24 AUGUST 2015
New York Super Week details have been announced; it's all very tantalizing, with X-Files trivia games, a special Body Worlds event, film fests, Star Wars Rebels previews, karaoke, speed dating, comedy shows, DJ sets and so on. The crown jewel is still The Walking Dead premiering in Madison Square Garden, but the range of events should mean that most everyone finds something like they like.
I was in NY this morning when the announcement dropped, and immediately got an email and a text asking essentially, Why can't SDCC do this? Translated as: Super Week and NYCC involve separate tickets/badges - and that's a model that appeals to people who think that if they can't get a SDCC badge, they can still buy into a citywide experience of pop culture events.
Here's why I don't see that working for SDCC. Obviously everyone wants to "fix" San Diego Comic-Con; they want a magical solution so that everyone who wants a badge can get one, can stay in a downtown hotel, only waits an hour or two in line. And indeed some attendees have come up with creative ideas like on the Friends of Comic Con forum. But there are some physical limitations that no ingenuity is going to alter.
New York, for instance, is huge. It can absorb a much larger number of people than San Diego can while still offering a navigable experience within a defined area. CCI creating a larger free-range event like ReedPOP created Super Week simply won't work the same way. We already have a glut of unbadged visitors who come down just to experience the area, and they take up parking and hotels that badged attendees are fighting for. Creating a Super Week-type event would just draw even more visitors into an area that is bursting at the seams, even if it was limited to the days before or after the Con. That doesn't even broach the question of venue space.
While SDCC is indeed spreading into the city, it's still officially one event with the same number of badges. Gam3rCon and Nerd HQ are separate from SDCC - and Nerd HQ Conversation tickets are as competitive as anything SDCC offers. Even if CCI could organize a looser umbrella of events (which I don't see them doing, given their existing change management challenges) we'd still have to grapple with space limitations.

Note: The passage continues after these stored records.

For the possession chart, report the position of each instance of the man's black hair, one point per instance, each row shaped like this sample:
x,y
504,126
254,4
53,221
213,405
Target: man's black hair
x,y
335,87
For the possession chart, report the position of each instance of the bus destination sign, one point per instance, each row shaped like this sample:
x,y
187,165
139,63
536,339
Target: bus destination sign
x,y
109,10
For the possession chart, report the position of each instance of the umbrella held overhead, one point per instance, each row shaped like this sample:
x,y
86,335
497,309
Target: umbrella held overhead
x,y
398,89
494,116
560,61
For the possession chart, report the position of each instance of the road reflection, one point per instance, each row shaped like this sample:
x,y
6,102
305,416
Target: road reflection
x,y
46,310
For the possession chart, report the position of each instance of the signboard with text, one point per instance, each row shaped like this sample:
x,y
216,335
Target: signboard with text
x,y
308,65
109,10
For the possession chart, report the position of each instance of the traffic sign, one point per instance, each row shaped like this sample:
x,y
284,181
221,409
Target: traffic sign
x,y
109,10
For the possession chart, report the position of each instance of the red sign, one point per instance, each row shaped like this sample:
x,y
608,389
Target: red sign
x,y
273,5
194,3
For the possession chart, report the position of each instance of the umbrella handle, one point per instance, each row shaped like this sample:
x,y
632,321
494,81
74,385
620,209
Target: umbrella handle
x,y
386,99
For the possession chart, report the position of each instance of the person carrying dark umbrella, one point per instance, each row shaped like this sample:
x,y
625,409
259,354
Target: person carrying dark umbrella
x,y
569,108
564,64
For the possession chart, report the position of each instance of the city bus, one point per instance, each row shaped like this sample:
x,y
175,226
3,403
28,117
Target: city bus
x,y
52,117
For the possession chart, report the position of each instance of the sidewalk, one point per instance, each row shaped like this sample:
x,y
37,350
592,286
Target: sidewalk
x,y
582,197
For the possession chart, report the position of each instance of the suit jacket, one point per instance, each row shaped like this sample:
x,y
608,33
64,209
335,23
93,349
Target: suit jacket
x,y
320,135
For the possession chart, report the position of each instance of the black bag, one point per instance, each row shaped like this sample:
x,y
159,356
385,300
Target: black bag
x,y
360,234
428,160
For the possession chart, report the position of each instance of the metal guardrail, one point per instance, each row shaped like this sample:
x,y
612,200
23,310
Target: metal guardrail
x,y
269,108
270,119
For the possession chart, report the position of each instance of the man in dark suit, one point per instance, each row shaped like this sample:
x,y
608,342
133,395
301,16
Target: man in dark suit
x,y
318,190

So no, I don't think the Super Week model would work that well in SDCC. What I might see working is a second San Diego event if marketed properly. Phoenix and Salt Lake have already gone to twice-a-year models, and SDCC could bank on its own branding to make a smaller winter event popular. They could market it as old-school SDCC, with a heavy focus on comic books and quintessential nerdiness, or they could go full-on Hollywood, given that many summer blockbusters start releasing in May. Yes, we have WonderCon but it doesn't have the glittering reputation that could attract SDCC
badge sale washouts, who tend to stubbornly insist on San Diego or nothing.
Branding is powerful. True, CCI has trademarked Los Angeles Comic-Con and some
people are theorizing that WonderCon 2016 will be a way of testing the
LA waters. But if we know anything, it's that attendees love San Diego. Maybe it's nostalgia, maybe it's the Gaslamp, maybe it's the overcast mornings that turn into sunny days that turn into perfect nights. For whatever reason, most attendees see San Diego as where the magic happens, which is why a second CCI event there, even a smaller one, could be a draw.
Let me be clear, I don't think any of this will happen. I just think it would be a more suitable option than trying to create a San Diego Super Week during SDCC, which so many attendees seem to view as a possibility.